Faith McNulty was an American nonfiction author, probably best-known for her 1980 book The Burning Bed. She was born "Faith Corrigan" in New York City, the daughter of a judge. Young Faith attended Barnard College for one year, then attended Rhode Island State College. But she dropped out of college once she got a job as a copy girl at the New York Daily News. She later went to work for Life magazine. She worked for the U.S. Office of War Information in London during World War II.
McNulty was a wildlife writer at The New Yorker magazine for several years. In 1980, a collection of her New Yorker work was published as The Wildlife Stories of Faith McNulty. For many years, she edited the annual New Yorker compilation of the year's best children's books.
She also frequently wrote children's books on wildlife, including How to Dig a Hole to the Other Side of the World in 1979 and When I Lived with Bats in 1998. Her 1966 book The Whooping Crane: The Bird that Defies Distinction was written for adults.
Her husband, John McNulty, was also a writer for The New Yorker and with Thomas Wolf, Truman Capote, and Gay Talese, a major figure in the development of the literary genre of creative nonfiction, which is also known as literary journalism or literature in fact. After her husband died in 1956, she remarried, to Richard Martin, a set designer and an inventive designer of set props.
The Burning Bed told the true story of Francine Hughes, who set fire to the bedroom in which her husband was sleeping. Hughes defended herself by saying that her husband had been abusing her for 13 years. The jury at her trial ruled that she had been temporarily insane, and she was found not guilty.
"I can remember my father in his nightshirt, digging for worms for the baby robin in the bathroom. That's the kind of household it was; I had woodchucks in the bathroom, cats, squirrels, chipmunks," McNulty once said.
Toward the end of her life, she wrote a weekly column for The Providence Journal on a local animal shelter run by the Animal Welfare League. Her mother had founded the Animal Welfare League in southern Rhode Island. McNulty had long been known for taking in stray animals at her farm.
She suffered a stroke in 2004. She died at her farm in Wakefield, Rhode Island.
I really liked this book because it is a leveled book. I think it would be a good book to implement into a guided reading lesson. The book is very informational but it also shares a story. While the book did provide a lot of information, I think the story it tells as well will really help students stay interested. I feel if it just listed and presented a bunch of facts students would lose interest fast and won't really pay attention to what they are reading.

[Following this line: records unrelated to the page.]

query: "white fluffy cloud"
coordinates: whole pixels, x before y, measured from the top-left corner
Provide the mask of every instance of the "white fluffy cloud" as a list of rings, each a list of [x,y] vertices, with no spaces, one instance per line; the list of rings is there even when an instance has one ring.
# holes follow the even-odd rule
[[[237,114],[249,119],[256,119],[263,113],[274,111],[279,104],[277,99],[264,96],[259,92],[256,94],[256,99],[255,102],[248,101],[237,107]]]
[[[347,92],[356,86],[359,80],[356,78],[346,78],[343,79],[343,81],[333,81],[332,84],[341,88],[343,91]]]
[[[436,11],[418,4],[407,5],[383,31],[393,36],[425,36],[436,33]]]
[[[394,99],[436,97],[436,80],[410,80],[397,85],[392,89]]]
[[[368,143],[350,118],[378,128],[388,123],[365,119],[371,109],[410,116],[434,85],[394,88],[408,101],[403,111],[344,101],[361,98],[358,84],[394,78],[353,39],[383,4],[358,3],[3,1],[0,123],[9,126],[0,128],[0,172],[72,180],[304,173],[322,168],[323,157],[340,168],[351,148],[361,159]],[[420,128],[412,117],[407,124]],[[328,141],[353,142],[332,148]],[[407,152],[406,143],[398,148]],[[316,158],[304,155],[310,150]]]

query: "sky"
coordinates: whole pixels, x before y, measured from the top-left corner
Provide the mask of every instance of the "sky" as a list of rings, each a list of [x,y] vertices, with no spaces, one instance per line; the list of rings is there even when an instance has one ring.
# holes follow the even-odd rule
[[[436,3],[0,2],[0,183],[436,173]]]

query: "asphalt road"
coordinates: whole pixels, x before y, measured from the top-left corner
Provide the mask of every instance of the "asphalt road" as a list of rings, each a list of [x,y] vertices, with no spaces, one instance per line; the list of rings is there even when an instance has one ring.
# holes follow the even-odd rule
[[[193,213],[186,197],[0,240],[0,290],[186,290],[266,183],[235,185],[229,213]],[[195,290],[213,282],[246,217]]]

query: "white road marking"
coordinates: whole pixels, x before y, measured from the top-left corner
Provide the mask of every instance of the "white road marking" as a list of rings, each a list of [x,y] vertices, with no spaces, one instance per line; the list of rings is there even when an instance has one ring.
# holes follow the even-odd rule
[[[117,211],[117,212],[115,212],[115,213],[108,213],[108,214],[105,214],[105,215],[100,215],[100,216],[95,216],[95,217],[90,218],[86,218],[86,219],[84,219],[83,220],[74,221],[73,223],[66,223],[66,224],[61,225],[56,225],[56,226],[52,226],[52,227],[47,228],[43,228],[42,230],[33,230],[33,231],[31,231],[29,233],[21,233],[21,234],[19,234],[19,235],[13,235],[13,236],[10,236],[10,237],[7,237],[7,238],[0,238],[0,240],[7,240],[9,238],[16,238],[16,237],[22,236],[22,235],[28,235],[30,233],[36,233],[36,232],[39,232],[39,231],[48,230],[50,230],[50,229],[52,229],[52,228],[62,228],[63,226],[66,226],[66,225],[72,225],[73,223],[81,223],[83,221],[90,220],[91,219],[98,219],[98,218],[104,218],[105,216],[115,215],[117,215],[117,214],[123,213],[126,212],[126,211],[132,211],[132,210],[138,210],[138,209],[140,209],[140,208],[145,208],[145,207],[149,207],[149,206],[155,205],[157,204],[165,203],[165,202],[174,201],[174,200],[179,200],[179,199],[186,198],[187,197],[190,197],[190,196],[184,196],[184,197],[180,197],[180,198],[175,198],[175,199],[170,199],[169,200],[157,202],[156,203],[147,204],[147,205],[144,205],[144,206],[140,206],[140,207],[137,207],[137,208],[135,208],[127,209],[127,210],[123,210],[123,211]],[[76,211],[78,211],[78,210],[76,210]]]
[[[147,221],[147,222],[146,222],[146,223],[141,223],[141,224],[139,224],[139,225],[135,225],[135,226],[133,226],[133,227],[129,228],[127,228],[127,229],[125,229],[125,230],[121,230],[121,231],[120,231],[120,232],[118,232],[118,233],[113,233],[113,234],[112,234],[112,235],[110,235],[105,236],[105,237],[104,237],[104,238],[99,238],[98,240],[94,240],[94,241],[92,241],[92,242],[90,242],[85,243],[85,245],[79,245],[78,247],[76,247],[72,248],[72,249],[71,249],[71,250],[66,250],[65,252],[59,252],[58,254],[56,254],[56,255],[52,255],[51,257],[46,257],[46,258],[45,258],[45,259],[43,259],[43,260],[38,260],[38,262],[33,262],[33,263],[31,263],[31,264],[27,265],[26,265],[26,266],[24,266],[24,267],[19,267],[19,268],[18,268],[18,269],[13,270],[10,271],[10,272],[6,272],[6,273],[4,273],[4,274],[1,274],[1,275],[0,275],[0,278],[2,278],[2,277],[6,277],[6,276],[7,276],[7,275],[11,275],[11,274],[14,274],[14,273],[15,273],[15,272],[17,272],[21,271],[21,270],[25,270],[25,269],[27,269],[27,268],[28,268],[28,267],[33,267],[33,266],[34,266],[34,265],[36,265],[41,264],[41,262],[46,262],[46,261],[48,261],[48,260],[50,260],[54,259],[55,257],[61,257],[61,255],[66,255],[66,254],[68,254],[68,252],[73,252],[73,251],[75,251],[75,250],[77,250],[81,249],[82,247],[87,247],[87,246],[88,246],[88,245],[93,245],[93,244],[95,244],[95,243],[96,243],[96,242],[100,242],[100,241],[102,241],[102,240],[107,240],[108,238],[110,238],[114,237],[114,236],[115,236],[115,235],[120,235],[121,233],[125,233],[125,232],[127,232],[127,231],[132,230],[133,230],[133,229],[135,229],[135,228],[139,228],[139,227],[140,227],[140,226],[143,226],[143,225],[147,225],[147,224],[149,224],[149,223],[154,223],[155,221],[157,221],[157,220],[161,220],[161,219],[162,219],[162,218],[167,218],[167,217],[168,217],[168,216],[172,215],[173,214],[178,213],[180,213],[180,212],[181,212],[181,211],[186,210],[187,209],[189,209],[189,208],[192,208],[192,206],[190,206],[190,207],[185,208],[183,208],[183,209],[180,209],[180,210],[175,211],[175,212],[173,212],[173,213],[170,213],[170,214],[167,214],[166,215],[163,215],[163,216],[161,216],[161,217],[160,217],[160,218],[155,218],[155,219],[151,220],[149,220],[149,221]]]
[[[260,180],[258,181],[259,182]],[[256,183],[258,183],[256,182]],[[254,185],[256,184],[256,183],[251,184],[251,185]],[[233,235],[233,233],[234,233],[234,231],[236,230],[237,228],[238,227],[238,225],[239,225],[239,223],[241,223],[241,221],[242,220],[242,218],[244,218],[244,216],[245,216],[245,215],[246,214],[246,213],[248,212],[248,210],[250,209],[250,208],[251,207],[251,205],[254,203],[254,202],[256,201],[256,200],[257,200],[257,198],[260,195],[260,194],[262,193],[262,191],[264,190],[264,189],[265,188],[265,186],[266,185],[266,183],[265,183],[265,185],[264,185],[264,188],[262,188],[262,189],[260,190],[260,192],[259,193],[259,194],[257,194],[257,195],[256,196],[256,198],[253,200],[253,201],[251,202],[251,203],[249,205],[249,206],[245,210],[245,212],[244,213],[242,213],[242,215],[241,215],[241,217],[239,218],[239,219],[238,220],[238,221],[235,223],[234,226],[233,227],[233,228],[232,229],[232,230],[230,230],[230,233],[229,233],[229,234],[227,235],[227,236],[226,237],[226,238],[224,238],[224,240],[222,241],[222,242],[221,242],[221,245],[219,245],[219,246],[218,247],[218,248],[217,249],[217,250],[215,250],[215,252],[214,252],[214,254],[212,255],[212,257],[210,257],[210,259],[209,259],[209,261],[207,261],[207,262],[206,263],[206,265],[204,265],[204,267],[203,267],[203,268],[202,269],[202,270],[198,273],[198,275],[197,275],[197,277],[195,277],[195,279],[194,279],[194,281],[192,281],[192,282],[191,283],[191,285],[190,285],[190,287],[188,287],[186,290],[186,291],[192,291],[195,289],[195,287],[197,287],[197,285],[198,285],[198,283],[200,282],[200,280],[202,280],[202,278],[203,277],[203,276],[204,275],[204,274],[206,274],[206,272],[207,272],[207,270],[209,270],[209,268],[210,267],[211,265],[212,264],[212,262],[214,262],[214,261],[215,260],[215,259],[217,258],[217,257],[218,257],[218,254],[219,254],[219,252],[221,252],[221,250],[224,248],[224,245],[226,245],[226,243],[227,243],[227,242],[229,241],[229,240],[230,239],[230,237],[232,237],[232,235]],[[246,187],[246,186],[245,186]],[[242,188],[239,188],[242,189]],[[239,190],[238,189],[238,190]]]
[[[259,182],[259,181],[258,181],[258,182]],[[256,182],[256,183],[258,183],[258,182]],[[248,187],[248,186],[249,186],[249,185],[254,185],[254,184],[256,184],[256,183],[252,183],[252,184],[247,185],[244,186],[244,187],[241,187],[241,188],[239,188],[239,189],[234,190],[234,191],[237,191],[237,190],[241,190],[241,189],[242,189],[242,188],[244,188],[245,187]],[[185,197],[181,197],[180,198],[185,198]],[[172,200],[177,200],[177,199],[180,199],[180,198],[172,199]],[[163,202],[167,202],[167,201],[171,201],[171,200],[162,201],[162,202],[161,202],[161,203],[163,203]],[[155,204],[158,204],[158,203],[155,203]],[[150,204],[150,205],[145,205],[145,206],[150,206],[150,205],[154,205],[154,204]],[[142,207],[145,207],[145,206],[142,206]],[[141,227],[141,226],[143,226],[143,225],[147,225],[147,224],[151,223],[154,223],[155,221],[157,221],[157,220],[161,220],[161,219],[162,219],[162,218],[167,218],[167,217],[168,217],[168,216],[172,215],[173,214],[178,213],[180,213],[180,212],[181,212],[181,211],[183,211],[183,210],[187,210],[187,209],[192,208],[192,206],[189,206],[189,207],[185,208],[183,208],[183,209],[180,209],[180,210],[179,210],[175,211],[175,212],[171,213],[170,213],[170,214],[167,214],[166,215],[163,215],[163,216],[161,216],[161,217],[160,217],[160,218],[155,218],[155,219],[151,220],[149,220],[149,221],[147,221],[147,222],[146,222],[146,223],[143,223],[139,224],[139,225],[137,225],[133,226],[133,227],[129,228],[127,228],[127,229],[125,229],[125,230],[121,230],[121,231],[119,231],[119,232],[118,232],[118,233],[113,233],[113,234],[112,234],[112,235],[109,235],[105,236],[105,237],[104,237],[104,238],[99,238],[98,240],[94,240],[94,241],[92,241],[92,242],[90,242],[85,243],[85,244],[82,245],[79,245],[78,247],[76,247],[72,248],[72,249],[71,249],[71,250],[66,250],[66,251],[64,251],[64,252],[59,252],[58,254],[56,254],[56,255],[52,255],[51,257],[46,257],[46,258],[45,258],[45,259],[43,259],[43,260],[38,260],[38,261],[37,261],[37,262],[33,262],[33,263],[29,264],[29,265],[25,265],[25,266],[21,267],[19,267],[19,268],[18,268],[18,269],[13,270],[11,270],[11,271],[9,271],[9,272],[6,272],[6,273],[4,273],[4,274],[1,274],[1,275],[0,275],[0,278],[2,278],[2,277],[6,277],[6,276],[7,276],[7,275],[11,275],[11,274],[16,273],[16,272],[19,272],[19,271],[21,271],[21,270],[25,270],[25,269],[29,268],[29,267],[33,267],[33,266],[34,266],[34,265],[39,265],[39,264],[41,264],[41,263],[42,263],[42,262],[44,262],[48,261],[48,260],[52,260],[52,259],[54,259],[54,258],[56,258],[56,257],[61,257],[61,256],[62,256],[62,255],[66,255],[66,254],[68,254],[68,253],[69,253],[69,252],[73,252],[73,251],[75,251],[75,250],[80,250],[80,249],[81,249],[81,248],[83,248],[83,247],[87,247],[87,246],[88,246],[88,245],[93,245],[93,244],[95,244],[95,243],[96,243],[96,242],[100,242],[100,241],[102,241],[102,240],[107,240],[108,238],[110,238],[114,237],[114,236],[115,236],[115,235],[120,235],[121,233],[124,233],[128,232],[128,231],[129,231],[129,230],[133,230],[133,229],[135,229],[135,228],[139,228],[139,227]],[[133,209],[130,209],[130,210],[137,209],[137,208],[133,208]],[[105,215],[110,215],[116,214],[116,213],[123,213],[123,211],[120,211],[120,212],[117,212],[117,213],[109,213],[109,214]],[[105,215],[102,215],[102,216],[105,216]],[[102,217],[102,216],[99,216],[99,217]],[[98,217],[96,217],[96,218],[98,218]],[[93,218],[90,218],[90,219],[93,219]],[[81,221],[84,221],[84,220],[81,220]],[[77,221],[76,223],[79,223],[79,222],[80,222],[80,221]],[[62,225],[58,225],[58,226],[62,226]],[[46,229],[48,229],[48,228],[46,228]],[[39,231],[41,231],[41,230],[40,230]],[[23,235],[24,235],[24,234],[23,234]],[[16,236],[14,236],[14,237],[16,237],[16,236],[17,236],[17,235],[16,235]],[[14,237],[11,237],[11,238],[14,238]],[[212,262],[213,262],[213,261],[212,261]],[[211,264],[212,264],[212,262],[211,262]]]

We love this book. I spent many summers near a manatee wildlife refuge in FL and have had the opportunity to see them in the wild. My kids have seen them but never in the wild and manatees are one of our favorite animals, so when I saw this book in our library I checked it out. (My daughter was sick and wanted me to pick her books last week.) She really enjoyed learning more about them and it lead to a discussion on how we need to take better care of nature. It’s always a win when it promotes discussion and leads to even more learning.
This book is a leveled reader that should be added to everyone's classroom shelf. This book offers nonfiction text with illustrations that create a sense reality that people can help manatees from being endangered. This story is written by Faith McNulty and she wrote about a time when her and a biologist were swimming and monitoring a local group of manatees. This book offers many details about manatees and their lifestyles. It also create a soft sense of appreciation of how gentle manatees are. I chose this book because of the topic and the inviting illustration on the front. This book can be used for a zoo unit about studying manatees as a research project, or just for a student that is at this level of reading and it sparks an interest for guided reading purposes. The closest zoo I know of that has manatees is the Indianapolis Zoo.
Fun story. I learned that manatees never fight, ever. Not each other, not to preserve their babies. They just don't. They have "toe nails" on their front flippers from when they were land animals.
I generally really like these books as they are full of scientific facts and beautiful illustrations. I did enjoy this book but the ongoing story with Woody the Marine Biologist was a little bit too long and a little bit too boring. Beautiful pictures. Great details of the science.
Read to me by a student. Great information about the animals, but still told in an entertaining way to hold interest. Very enjoyable afternoon read with a grade-schooler!